Também foi anunciada o reforço da linha de crédito em 600 milhões de euros, através de garantia mútua com prazo de oito anos. Operacionalizada pelo Banco de Fomento, a linha estará acessível a todos os setores a partir da segunda quinzena de outubro. «É uma linha abrangente, não só para os setores envolvidos com custos de energia elevados, mas também para os setores com outros efeitos da cadeia de abastecimento e das matérias-primas», disse Costa Silva, referindo que «cobre o comércio e os serviços».

 

Impostos

Entre as medidas fiscais estão a suspensão temporária dos impostos no gás usado na produção de eletricidade e cogeração e a majoração em 20% em sede de IRC dos gastos com eletricidade, gás natural, compra de fertilizantes e alimentação para animais.

Para António Mendonça Mendes, secretário de Estado dos Assuntos Fiscais, «é um instrumento do ponto de vista fiscal mais adequado às empresas. Aquilo que estamos a fazer é atuar na diminuição do resultado fiscal que as empresas possam vir a ter».

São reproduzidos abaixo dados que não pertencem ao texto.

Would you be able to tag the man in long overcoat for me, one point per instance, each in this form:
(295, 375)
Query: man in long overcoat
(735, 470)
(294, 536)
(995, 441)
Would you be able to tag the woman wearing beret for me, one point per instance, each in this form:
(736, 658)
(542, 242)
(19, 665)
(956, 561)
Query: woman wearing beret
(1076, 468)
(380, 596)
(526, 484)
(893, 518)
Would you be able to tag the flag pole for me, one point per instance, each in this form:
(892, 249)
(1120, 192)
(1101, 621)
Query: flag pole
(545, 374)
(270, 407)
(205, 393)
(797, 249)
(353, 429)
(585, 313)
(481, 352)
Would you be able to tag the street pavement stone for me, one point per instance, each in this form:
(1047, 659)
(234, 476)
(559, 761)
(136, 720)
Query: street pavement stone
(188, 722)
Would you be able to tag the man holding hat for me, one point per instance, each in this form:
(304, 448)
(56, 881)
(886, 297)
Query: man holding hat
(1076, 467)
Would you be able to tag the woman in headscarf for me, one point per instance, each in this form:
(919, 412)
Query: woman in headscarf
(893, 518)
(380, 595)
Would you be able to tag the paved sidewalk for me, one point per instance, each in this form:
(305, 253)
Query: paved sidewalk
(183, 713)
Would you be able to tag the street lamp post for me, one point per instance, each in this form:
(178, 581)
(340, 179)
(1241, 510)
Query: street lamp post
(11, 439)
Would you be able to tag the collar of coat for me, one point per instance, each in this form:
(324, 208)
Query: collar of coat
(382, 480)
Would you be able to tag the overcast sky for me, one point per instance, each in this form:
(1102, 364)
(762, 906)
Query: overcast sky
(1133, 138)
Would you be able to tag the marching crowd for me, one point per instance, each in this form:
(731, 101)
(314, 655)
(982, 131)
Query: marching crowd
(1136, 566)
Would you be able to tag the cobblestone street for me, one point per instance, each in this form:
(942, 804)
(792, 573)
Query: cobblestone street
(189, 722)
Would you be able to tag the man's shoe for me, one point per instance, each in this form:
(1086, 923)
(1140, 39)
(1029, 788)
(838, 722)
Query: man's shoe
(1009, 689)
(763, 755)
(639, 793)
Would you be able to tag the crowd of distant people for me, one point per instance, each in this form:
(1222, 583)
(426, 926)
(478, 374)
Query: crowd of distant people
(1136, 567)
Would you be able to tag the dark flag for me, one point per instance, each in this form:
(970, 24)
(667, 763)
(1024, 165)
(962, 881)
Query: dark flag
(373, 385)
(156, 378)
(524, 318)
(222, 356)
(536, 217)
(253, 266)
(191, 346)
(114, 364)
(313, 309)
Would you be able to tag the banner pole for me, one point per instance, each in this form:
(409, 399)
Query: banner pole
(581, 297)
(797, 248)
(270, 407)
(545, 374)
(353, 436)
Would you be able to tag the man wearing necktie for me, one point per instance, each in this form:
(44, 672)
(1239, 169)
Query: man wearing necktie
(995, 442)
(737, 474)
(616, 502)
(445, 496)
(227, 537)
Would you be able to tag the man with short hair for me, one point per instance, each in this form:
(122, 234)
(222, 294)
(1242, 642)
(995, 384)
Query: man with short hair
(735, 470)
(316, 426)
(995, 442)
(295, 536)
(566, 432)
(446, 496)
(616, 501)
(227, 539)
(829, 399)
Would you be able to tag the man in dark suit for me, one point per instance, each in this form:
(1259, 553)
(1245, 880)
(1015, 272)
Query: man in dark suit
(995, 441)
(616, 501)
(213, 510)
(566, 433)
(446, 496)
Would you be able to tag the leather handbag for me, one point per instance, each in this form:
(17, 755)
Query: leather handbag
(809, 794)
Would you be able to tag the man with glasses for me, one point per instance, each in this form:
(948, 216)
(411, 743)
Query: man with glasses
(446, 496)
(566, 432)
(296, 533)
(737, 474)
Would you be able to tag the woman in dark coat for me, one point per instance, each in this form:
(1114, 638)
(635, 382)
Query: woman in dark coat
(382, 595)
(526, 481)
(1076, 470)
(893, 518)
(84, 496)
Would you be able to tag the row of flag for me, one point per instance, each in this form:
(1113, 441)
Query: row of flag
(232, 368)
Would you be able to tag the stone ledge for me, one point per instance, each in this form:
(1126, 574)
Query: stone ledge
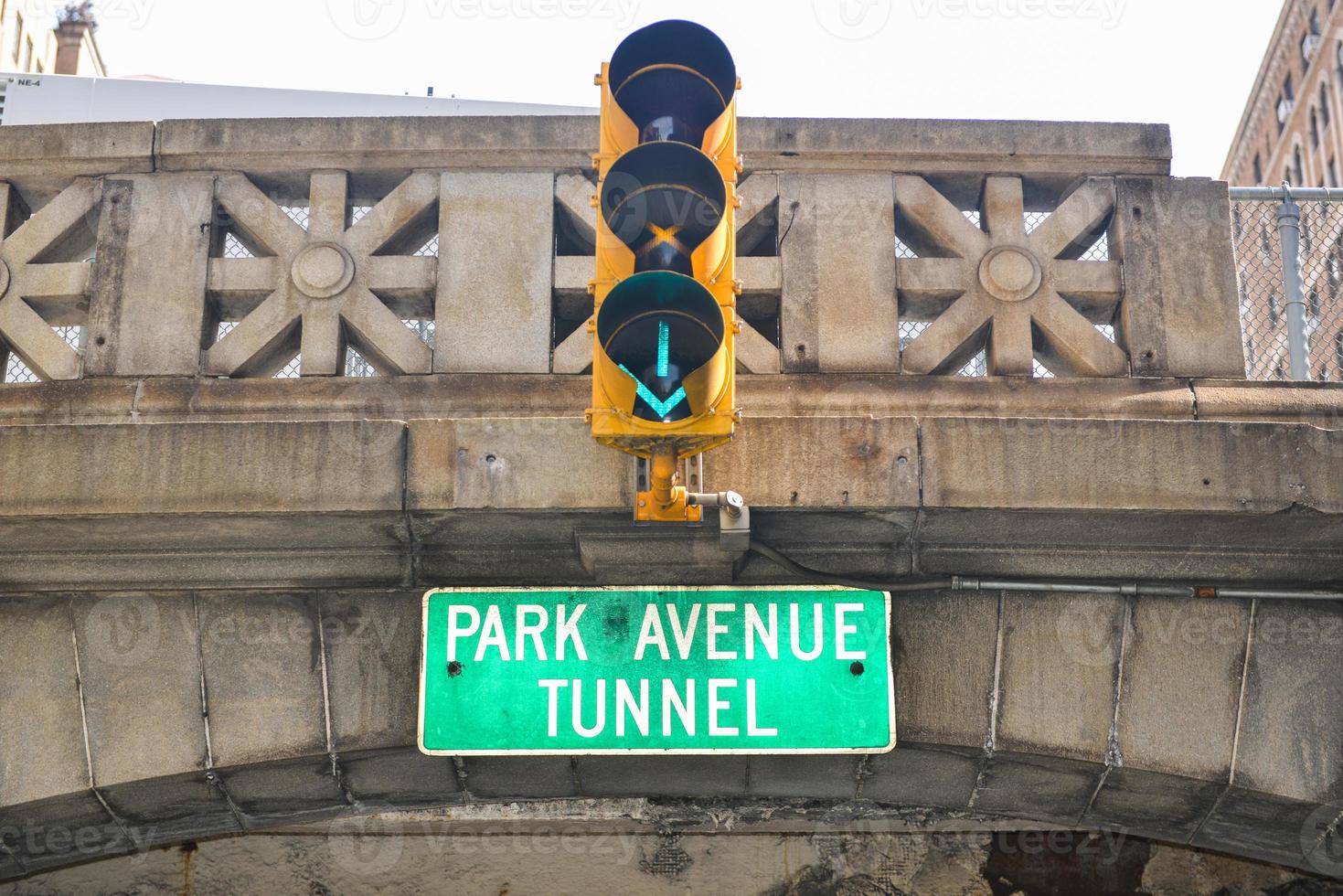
(1057, 149)
(325, 466)
(40, 159)
(470, 395)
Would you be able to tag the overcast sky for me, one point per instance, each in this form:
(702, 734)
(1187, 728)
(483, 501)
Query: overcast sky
(1185, 62)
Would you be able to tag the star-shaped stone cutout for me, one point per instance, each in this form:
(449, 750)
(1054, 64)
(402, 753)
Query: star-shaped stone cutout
(1002, 286)
(326, 280)
(59, 289)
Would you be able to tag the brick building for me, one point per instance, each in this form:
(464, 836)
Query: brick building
(1289, 133)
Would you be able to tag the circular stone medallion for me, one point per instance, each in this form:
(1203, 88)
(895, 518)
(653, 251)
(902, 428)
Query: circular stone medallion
(1010, 274)
(323, 271)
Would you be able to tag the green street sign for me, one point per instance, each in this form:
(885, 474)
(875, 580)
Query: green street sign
(656, 670)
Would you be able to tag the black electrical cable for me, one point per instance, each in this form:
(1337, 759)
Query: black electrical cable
(825, 578)
(961, 583)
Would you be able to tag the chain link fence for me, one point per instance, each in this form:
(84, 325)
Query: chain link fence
(1260, 219)
(1263, 225)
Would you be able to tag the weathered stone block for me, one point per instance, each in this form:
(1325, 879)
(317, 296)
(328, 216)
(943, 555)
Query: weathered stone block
(372, 672)
(941, 698)
(263, 677)
(496, 243)
(1292, 687)
(1060, 660)
(202, 468)
(839, 245)
(506, 464)
(821, 461)
(42, 741)
(1127, 465)
(149, 281)
(1180, 314)
(140, 650)
(1182, 686)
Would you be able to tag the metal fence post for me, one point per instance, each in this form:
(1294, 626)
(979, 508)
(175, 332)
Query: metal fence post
(1289, 234)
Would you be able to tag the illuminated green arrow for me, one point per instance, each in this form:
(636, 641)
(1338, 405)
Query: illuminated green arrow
(660, 407)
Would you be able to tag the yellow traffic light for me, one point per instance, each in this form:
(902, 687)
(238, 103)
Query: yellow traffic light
(665, 289)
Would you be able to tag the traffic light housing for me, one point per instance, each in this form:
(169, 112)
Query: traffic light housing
(665, 289)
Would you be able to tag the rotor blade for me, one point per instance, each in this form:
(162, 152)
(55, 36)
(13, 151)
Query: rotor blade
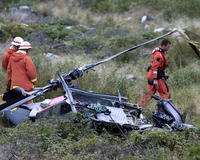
(127, 50)
(68, 93)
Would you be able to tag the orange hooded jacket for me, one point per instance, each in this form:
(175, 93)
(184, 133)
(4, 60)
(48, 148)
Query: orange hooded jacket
(22, 71)
(159, 61)
(5, 60)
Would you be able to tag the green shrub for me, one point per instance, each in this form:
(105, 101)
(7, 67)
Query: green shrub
(185, 77)
(89, 44)
(106, 5)
(55, 31)
(193, 151)
(14, 30)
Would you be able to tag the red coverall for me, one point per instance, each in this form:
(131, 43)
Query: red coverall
(22, 71)
(5, 61)
(156, 77)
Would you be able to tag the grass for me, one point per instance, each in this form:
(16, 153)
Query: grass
(56, 139)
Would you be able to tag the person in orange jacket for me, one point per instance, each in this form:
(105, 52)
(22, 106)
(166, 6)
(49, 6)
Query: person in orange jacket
(21, 68)
(156, 75)
(6, 57)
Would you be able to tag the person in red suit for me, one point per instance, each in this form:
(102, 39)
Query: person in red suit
(6, 57)
(156, 75)
(21, 69)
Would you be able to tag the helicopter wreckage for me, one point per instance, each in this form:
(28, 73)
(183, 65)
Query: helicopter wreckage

E ficará suspenso, até ao final do ano, o Imposto Sobre Produtos Petrolíferos (ISP) – mas só para empresas – e a taxa de carbono sobre o gás natural utilizado na produção de eletricidade e cogeração. Esta medida fiscal, avaliada em mais de 25 milhões de euros, terá uma execução imediata.

 

Transporte ferroviário

O transporte ferroviário de mercadorias vai ser alvo de apoios, com subvenções diretas por locomotivas a diesel de 2,64 euros por quilómetro e a tração elétrica com 2,11 euros por quilómetro. A medida está avaliada em 15 milhões.  

De acordo com o ministro, este apoio era necessário para que não houvesse injustiça face ao setor rodoviário. «Com os apoios ao setor rodoviário estávamos a criar uma diferenciação», garantiu o governante.

 

Setor social

Já o o setor social vai contar com uma linha de financiamento específica no valor de 120 milhões de euros, com duração até dezembro de 2023, «para as IPSS fazerem face às necessidades e exigências sobretudo para a execução dos programas de investimento, em particular do PRR [Plano de Recuperação e Resiliência]». E, ao mesmo tempo, está prevista uma comparticipação financeira de cinco milhões de euros para o setor social, com vista a apoiar as instituições do terceiro setor ao nível da fatura do gás.